Jul 7, 2011
The cathedrals of Chartres, Paris, Cologne, Florence, Siena and Toledo open their doors each day to thousands of pilgrims and tourists alike. They come to look, to gaze and to stand in wonder at these majestic marvels of architecture. Pugin, the famous British architect of the nineteenth century, once remarked that the Gothic style of these magnificent cathedrals was the only architectural and artistic style which Christianity created for itself.
At its birth, the Christian church simply worshipped in the houses of believers, most often those of its wealthier members. The very first followers of Jesus in Galilee assembled as church in St.
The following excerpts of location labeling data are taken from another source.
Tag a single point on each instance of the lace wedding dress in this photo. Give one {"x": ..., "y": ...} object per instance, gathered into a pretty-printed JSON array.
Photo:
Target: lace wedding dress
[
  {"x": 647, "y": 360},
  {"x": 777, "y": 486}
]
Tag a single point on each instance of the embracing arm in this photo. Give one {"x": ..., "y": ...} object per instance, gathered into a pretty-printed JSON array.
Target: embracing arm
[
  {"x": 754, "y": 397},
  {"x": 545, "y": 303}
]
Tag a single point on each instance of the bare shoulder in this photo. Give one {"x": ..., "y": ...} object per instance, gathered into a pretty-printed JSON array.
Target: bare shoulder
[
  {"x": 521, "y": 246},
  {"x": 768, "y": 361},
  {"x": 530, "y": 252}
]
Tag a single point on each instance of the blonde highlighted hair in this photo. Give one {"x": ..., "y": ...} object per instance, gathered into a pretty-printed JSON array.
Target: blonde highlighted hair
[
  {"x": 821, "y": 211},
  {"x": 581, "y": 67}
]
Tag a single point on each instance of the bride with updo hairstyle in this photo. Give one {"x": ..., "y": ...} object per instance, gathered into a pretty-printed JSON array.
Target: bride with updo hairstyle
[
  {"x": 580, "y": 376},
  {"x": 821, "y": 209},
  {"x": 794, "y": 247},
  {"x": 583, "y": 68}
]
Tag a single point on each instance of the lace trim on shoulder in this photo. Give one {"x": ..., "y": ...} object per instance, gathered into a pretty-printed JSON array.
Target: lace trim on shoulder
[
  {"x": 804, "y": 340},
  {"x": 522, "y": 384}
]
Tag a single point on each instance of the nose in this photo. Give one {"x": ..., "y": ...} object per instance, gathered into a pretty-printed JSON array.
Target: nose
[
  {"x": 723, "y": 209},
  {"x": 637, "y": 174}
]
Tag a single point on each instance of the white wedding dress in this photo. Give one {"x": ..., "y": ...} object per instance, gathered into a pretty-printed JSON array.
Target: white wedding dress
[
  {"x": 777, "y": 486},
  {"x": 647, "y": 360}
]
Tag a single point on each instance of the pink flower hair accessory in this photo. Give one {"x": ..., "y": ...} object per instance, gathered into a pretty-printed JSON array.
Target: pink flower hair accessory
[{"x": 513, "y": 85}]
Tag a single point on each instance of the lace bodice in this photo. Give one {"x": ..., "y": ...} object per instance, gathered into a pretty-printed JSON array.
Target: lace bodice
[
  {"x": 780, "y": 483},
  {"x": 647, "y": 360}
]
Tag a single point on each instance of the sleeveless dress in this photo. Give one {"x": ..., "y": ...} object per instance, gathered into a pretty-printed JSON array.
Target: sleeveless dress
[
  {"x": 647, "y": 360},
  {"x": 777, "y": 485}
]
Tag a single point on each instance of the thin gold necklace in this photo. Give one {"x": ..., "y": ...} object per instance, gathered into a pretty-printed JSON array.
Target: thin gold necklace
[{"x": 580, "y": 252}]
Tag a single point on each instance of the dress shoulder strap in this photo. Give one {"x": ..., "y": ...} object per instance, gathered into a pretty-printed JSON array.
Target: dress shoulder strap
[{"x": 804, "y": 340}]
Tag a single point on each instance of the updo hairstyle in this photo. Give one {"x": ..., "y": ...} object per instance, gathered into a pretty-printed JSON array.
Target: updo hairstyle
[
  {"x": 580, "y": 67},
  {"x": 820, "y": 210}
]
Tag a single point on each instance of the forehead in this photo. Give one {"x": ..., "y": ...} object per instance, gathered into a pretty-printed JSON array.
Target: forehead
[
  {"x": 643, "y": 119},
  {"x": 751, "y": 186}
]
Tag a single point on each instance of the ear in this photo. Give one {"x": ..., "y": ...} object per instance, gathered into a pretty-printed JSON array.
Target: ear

Peter’s house in Capernaum along the shores of the Sea of Galilee. The Christians at Corinth met in the home of the wealthy business couple Aquila and Priscilla (cf. 1 Corinthians 16:19).
When the Emperor Constantine legalized Christianity in the 4th century, Christians began to build churches. They simply adopted existing architecture. They turned away from the temples of their pagan neighbors to their basilicas. The temples did not have the space necessary for congregations to gather and worship. But the basilicas did. The basilicas were used as courts of law and as meeting places. Rome’s St. Mary Major and St. John Lateran come from this earliest period of church architecture.
Over the centuries, Church architecture changed both in the East and the West. Gradually, the Orthodox Church introduced strict norms regarding sacred art. This process reached its high point in a 16th century council held in Moscow called “the Council of the Hundred Canons.” Even our Islamic neighbors have rather strict norms that make a mosque immediately recognizable anywhere in the world. Not so the Catholic Church.